45 anni, e non sentirli

Una delle cose belle che un giornale di musica può fare è raccontare delle storie. Storie di musica, di dischi, di concerti e di persone. L’ultimo album di Fatboy Slim, Palookaville, offre lo spunto per raccontare l’epica vicenda di una canzone famosissima, che certamente avete sentito tutti: Jingo. Una storia avventurosa che si dipana tra quattro continenti e ben sei decadi spostandosi in universi molto lontani.

C’era una volta Babatunde Olatunji, nato nel 1927 in Nigeria, che a 23 anni si becca una borsa di studio e va negli USA a studiare Scienze Politiche. Cosa fa Baba per mantenersi? Impara a suonare il tamburo. Nel ’56 è già noto e nel 1959 pubblica “Drums of Passion”. Il successo è immediato, e il contagioso drumming Yoruba (l’album, assai tradizionale, è sostanzialmente fatto di voci e percussioni) conquista il mondo.
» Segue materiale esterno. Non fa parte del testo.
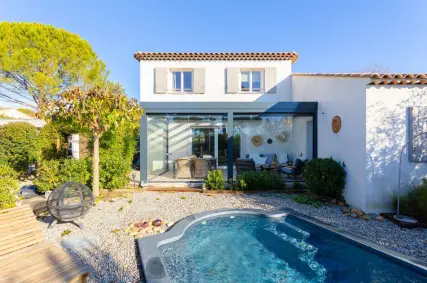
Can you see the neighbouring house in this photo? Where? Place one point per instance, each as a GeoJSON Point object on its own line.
{"type": "Point", "coordinates": [223, 106]}
{"type": "Point", "coordinates": [10, 115]}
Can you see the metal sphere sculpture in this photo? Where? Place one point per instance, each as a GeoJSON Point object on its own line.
{"type": "Point", "coordinates": [69, 202]}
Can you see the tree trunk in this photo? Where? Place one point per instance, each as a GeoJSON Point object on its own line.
{"type": "Point", "coordinates": [95, 163]}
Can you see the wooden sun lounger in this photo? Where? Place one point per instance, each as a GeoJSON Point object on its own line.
{"type": "Point", "coordinates": [25, 256]}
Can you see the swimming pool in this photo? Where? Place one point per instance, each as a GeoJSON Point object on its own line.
{"type": "Point", "coordinates": [255, 246]}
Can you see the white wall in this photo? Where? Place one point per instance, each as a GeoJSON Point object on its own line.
{"type": "Point", "coordinates": [386, 133]}
{"type": "Point", "coordinates": [157, 145]}
{"type": "Point", "coordinates": [344, 97]}
{"type": "Point", "coordinates": [268, 129]}
{"type": "Point", "coordinates": [215, 87]}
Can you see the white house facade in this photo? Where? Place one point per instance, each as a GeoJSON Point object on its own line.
{"type": "Point", "coordinates": [220, 107]}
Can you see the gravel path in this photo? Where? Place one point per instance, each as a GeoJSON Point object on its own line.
{"type": "Point", "coordinates": [112, 256]}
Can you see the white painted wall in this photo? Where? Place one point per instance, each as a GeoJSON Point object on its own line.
{"type": "Point", "coordinates": [386, 133]}
{"type": "Point", "coordinates": [268, 129]}
{"type": "Point", "coordinates": [344, 97]}
{"type": "Point", "coordinates": [215, 87]}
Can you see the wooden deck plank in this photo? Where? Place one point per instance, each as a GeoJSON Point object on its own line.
{"type": "Point", "coordinates": [25, 256]}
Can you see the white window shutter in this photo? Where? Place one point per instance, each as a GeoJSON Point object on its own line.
{"type": "Point", "coordinates": [270, 80]}
{"type": "Point", "coordinates": [161, 80]}
{"type": "Point", "coordinates": [233, 80]}
{"type": "Point", "coordinates": [199, 81]}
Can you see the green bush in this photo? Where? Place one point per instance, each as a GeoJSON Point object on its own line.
{"type": "Point", "coordinates": [113, 170]}
{"type": "Point", "coordinates": [260, 181]}
{"type": "Point", "coordinates": [325, 177]}
{"type": "Point", "coordinates": [307, 199]}
{"type": "Point", "coordinates": [415, 203]}
{"type": "Point", "coordinates": [18, 145]}
{"type": "Point", "coordinates": [116, 154]}
{"type": "Point", "coordinates": [53, 173]}
{"type": "Point", "coordinates": [50, 143]}
{"type": "Point", "coordinates": [8, 186]}
{"type": "Point", "coordinates": [214, 180]}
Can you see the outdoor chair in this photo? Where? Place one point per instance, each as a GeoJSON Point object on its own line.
{"type": "Point", "coordinates": [244, 165]}
{"type": "Point", "coordinates": [25, 255]}
{"type": "Point", "coordinates": [201, 167]}
{"type": "Point", "coordinates": [184, 167]}
{"type": "Point", "coordinates": [295, 170]}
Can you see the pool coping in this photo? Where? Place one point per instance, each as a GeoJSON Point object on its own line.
{"type": "Point", "coordinates": [155, 271]}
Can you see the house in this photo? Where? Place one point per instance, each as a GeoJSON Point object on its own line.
{"type": "Point", "coordinates": [224, 106]}
{"type": "Point", "coordinates": [10, 115]}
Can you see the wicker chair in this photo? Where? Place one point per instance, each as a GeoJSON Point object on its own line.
{"type": "Point", "coordinates": [201, 167]}
{"type": "Point", "coordinates": [183, 168]}
{"type": "Point", "coordinates": [244, 165]}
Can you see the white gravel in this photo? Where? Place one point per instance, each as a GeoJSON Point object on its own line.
{"type": "Point", "coordinates": [112, 256]}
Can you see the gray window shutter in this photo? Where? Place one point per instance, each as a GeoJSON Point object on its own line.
{"type": "Point", "coordinates": [161, 80]}
{"type": "Point", "coordinates": [270, 80]}
{"type": "Point", "coordinates": [199, 81]}
{"type": "Point", "coordinates": [233, 80]}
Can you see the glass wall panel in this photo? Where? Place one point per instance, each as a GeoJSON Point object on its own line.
{"type": "Point", "coordinates": [187, 146]}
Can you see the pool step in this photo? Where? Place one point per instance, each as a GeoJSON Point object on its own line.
{"type": "Point", "coordinates": [292, 231]}
{"type": "Point", "coordinates": [286, 251]}
{"type": "Point", "coordinates": [293, 236]}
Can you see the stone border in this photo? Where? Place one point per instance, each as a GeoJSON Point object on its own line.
{"type": "Point", "coordinates": [155, 271]}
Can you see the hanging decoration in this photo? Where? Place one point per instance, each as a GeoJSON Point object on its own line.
{"type": "Point", "coordinates": [283, 137]}
{"type": "Point", "coordinates": [336, 124]}
{"type": "Point", "coordinates": [257, 141]}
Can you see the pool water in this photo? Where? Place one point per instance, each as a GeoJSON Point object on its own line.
{"type": "Point", "coordinates": [262, 249]}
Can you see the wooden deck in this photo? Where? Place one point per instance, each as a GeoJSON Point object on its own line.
{"type": "Point", "coordinates": [25, 256]}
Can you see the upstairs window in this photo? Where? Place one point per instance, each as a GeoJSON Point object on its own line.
{"type": "Point", "coordinates": [182, 81]}
{"type": "Point", "coordinates": [251, 81]}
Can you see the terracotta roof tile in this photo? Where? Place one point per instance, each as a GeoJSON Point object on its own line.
{"type": "Point", "coordinates": [259, 56]}
{"type": "Point", "coordinates": [377, 79]}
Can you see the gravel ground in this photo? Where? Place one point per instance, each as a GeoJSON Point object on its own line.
{"type": "Point", "coordinates": [112, 256]}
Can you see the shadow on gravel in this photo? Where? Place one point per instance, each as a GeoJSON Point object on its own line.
{"type": "Point", "coordinates": [102, 266]}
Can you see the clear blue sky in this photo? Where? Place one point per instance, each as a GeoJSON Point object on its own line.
{"type": "Point", "coordinates": [330, 36]}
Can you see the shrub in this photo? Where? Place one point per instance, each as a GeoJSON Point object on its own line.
{"type": "Point", "coordinates": [50, 143]}
{"type": "Point", "coordinates": [8, 186]}
{"type": "Point", "coordinates": [325, 177]}
{"type": "Point", "coordinates": [114, 170]}
{"type": "Point", "coordinates": [262, 180]}
{"type": "Point", "coordinates": [415, 203]}
{"type": "Point", "coordinates": [18, 145]}
{"type": "Point", "coordinates": [53, 173]}
{"type": "Point", "coordinates": [307, 199]}
{"type": "Point", "coordinates": [116, 154]}
{"type": "Point", "coordinates": [214, 180]}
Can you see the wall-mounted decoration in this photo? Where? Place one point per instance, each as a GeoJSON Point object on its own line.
{"type": "Point", "coordinates": [283, 137]}
{"type": "Point", "coordinates": [257, 141]}
{"type": "Point", "coordinates": [336, 124]}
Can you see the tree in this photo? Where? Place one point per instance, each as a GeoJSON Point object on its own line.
{"type": "Point", "coordinates": [37, 62]}
{"type": "Point", "coordinates": [18, 145]}
{"type": "Point", "coordinates": [97, 110]}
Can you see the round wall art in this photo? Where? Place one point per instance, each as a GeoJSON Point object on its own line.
{"type": "Point", "coordinates": [283, 137]}
{"type": "Point", "coordinates": [336, 124]}
{"type": "Point", "coordinates": [257, 141]}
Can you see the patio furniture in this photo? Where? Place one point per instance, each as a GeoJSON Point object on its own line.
{"type": "Point", "coordinates": [244, 165]}
{"type": "Point", "coordinates": [25, 255]}
{"type": "Point", "coordinates": [69, 202]}
{"type": "Point", "coordinates": [295, 170]}
{"type": "Point", "coordinates": [183, 168]}
{"type": "Point", "coordinates": [201, 167]}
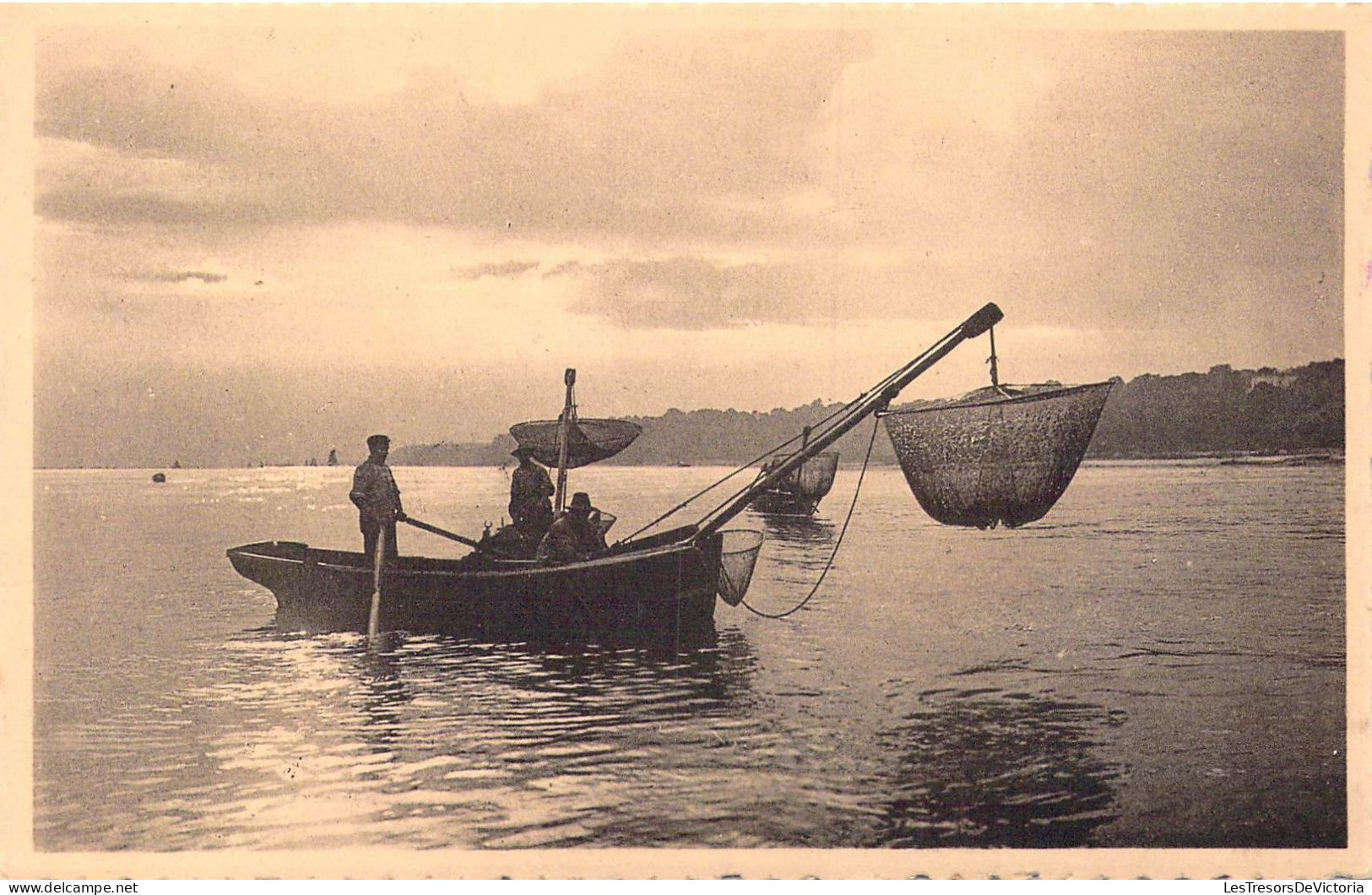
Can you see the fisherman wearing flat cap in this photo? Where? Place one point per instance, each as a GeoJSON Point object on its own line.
{"type": "Point", "coordinates": [377, 497]}
{"type": "Point", "coordinates": [531, 493]}
{"type": "Point", "coordinates": [575, 534]}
Ma è un successo colto e sofisticato (soprattutto tra i musicisti), e nessuno fa veramente caso alle enormi potenzialità pop di uno dei brani, “Gin-go-lo-ba”.

Avanti veloce di dieci anni: 1969. A Woodstock una delle band di maggior successo sono i Santana; poche settimane dopo esce il loro primo album (self titled) e dentro c’è una versione di “Gin-go-lo-ba”, che adesso si chiama Jingo. Dell’originale resta la linea melodica del cantato e l’atmosfera da danza estatica, il resto è Santana: percussioni, hammond e svisi di chitarra (leggermente scordata). Jingo è la vera hit dell’album (assieme a “Soul Sacrifice” che è nel film di Woodstock), ed è uno dei fattori fondamentali nella diffusione planetaria della pratica del Bongo, che tuttora attanaglia alcune aree del pianeta come Pistoia Blues. Quella sindrome, che Zappa definì “Bongo Fury”, viene anche e soprattutto da Jingo.

Altro salto secco: 1979. In pieno Disco boom l’etichetta Salsoul, specializzata in Latin Disco, pubblica la versione di Candido, leggendario percussionista nato all’Havana nel 1921 e (credo) tuttora attivo. La ricetta è semplice: il grido di guerra Yoruba stavolta è propulso dalla più micidiale macchina ritmica mai sentita: percussionisti cubani su ritmo disco. Il successo è immenso e planetario, e Jingo, già nella storia del rock, entra anche in quella della Dance – consacrando Babatunde Olatunji come l’africano più influente nella Storia della Musica.

Durante gli anni ’80 Jingo resta in circolazione costituendo, insieme alla ripugnante “Charlie Brown”, la dotazione base della selezione latin di molti Dj di provincia. Ma, a differenza del mio amico Charlie, Jingo ha dentro i semi del futuro. Alla fine degli anni ’80 nasce la musica House e molti Dj, tra cui Frankie Knuckles, anni dopo citeranno Jingo (nel frattempo remixata da Shep Pettibone e Todd Terry, tra gli altri) tra le loro influenze principali. Non solo, ma ce ne sono molte versioni bastard: è facilissimo mischiarla con cose diverse, e i campionamenti spuntano come i funghi.

Poi un mesetto fa esce Palookaville e, sorpresona, la 10 del CD si (ri)chiama Jin Go Lo Ba (e stavolta contiene un campionamento della versione originale). Fatboy come al solito non è che si distingua per signorilità, la sua versione è assai fracassona ma in effetti efficacissima: farebbe ballare anche le statue. Il grido di guerra diventa il rombo di Terminator e la trama percussiva un’industria pesante, ma gratta gratta sotto c’è sempre Babatunde. E non è come riparruccare Mambo n. 5: Jingo è rimasta sempre con noi, per ben 45 anni, rivivendo (verrebbe da dire venendo reinventata) ogni volta e restando sempre utile, come dimostra Palookaville.

Baba Olatunji è morto nel 2003. Forse a lui la versione di Fatboy Slim non sarebbe piaciuta, e magari non ne ha veramente apprezzata nessuna. Perché nell’originale, che pare registrata nel tinello di casa con quattro amici ed è meravigliosamente irregolare come poi nessuna, ci sono già tutti gli elementi che poi saranno esplorati nelle versioni successive e che genereranno mondi. Insomma c’era già tutto, nel 1959. E poi dicono che l’Africa sta indietro.

Se n’è andato Stefano degli Alma, D.Rad. Uno come lui non ce lo restituisce nessuno. Un abbraccio forte a chi rimane.